A few minutes after the start of fourth period, a student whom I do not know walks into my classroom, smiling.
"How are you?" he says. Behind him, another student appears in the doorway, and then, two more. These, I know. One will come again during eighth period.
"I am fine, how are all of you?"
"We are good," they say, "but we were kicked out of Social Studies."
I'm told that sweatshirt hoods need to be tucked into the backs of sweatshirts, in Social Studies class, and during the tucking-in process, one of the boys was having a bit of difficulty, causing the three kids near him to, well, laugh. I imagine that directing such fabric into a rather tight neckline behind your head could prove difficult, or, God forbid, funny. I wonder what pedagogic reason has motivated its concealment. It seems awfully uncomfortable.
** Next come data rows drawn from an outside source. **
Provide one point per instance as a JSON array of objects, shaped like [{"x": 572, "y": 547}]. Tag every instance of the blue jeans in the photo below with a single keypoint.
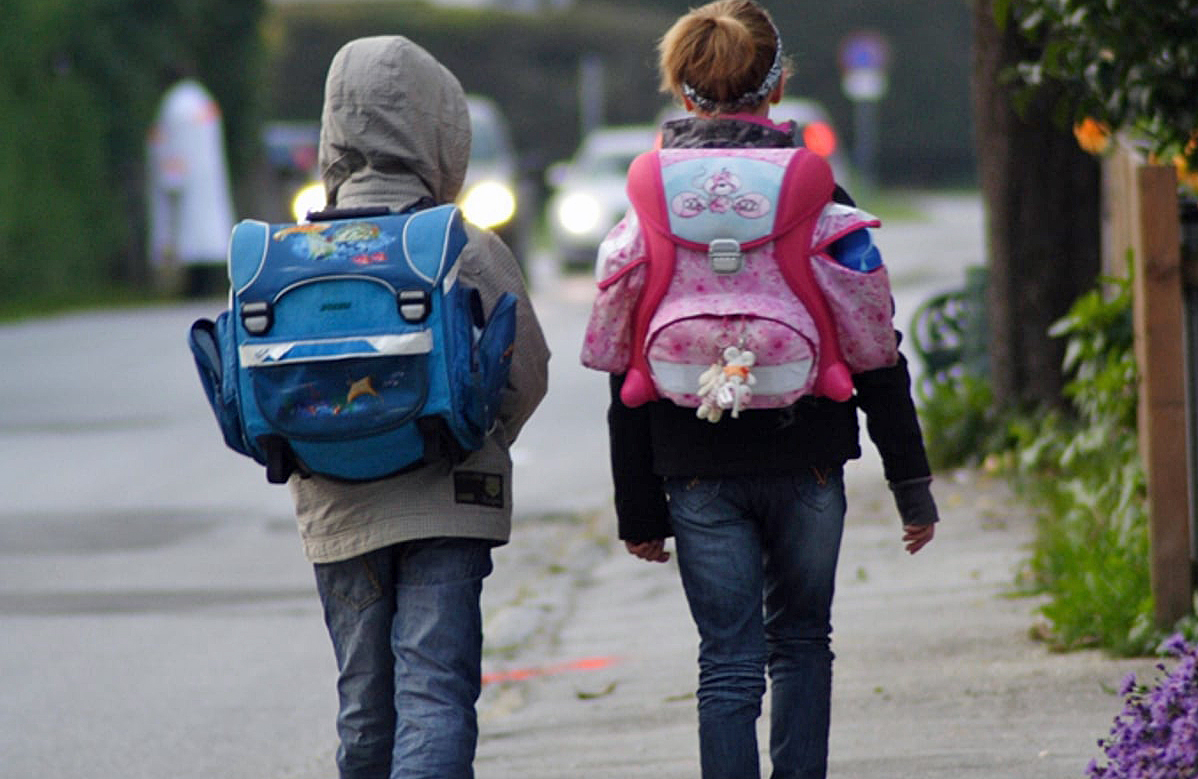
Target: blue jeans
[
  {"x": 757, "y": 557},
  {"x": 407, "y": 633}
]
"Can we stay here?" the students ask.
This sort of thing happens at least three times a week. Kids come to my room seeking cover, which I gladly give them, along with a little conversation and an English assignment. I feel as if I'm harboring fugitives.
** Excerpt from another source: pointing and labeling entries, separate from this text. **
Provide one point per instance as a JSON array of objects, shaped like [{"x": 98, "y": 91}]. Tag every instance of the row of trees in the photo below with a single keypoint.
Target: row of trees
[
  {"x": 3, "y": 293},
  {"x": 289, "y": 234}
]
In the past month, infractions warranting expulsion from class and a zero for the day, according to those charged, have included throwing a pencil up into the air and catching it, yawning and talking to the kid in the next seat. Granted, I have not witnessed the particular breaches of conduct and do not know if, in fact, mayhem or loss of life ensued because of them, but I have seen nothing on the news.
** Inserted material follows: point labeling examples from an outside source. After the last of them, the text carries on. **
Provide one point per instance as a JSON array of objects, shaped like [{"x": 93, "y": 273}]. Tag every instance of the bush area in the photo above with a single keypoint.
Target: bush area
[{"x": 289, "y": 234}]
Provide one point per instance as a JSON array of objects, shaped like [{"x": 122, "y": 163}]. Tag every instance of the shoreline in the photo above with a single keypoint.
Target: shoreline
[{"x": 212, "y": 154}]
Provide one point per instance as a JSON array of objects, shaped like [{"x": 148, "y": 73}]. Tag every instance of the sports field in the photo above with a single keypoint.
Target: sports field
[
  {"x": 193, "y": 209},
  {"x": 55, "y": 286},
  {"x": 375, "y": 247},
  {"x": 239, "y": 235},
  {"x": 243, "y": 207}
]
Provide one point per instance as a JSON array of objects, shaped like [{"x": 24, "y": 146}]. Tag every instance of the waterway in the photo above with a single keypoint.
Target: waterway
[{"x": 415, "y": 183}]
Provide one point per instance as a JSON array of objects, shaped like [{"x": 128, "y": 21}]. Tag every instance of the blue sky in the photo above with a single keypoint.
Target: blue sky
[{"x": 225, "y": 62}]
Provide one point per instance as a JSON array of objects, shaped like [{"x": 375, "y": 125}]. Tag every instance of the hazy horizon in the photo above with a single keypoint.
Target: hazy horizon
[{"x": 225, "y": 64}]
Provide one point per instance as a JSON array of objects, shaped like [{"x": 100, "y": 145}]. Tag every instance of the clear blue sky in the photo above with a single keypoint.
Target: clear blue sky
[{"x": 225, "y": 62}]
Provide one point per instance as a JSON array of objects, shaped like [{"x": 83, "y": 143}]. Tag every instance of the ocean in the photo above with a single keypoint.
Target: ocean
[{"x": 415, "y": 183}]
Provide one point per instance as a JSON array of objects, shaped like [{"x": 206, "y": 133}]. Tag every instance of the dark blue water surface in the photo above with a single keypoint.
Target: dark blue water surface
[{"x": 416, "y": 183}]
This kind of punishment disturbs me for a variety of reasons. First, the notion of punishment at a place of learning disturbs me. If you chastise people, they won't want to learn. If you yell at them and expel them from the premises and never check to see that they are okay, they won't learn, particularly from you. These students, who, by the way, represent a cross-section of kids, are told, simply to leave the class; the teachers do not tell them where to go or when to come back, if at all. At the public middle school where I teach, an entire grade is taught in about 15 portable classrooms. So, when a kid is thrown out, he is thrown out into the street. He can walk off of school property. He can get frostbite. So, the message becomes, "We don't care what happens to you, physically or intellectually." That is not a good message.
Second, the kids who come to my class seem sincerely upset by the practice. They know what warrants unacceptable behavior. They have seen police officers haul kids off in handcuffs for fighting on the playground during lunch. If they were to disrupt a room of people, they would know it. These are not those kinds of kids. The child who yawned is an A student. He got the best grade, out of 400, on an essay writing test. At a school where the majority writes on a third grade level, he should be prized. He told me that many teachers have no patience.
Administrators like to toss around the words, "control," and "manage." Can the teacher "control" the students? Is she proficient at "classroom management?" Are all the sheep with the herd? I think that if a teacher removes a student for playing with a pencil, she has lost. She has failed to think of a solution that serves the student, the class and herself.
It just seems obvious that if a kid likes to manipulate writing implements, it might make sense to stand him up in front of the board with a marker. Make him The Taker of Notes. If a kid yawns, invite him to lead the class in a three-minute stretch. If a kid likes to chat, pair him up with someone who doesn't. You know, use common sense, based on human nature. Child nature. Parent nature. Would you throw your own child into the wilderness and lock the door behind him?
"It's a beautiful day," I say to the kids with the sweatshirt problem. "You know, you could have played around on the field, by that corner where no one can see you. But you came here to work on commas."
"Yeah," they say.
"I think that's great. Thank you for doing that."
At the end of class, I tell them to be smarter than their teachers. You need the Social Studies. Get the Social Studies, even if you have to stick a wad of fleece between your scapula. I give them a parting gift on the way out, their very own "When To Use Commas" hand-out, hot off the press. They thank me and take off down the portable steps, slipping into the crowd on the way to lunch.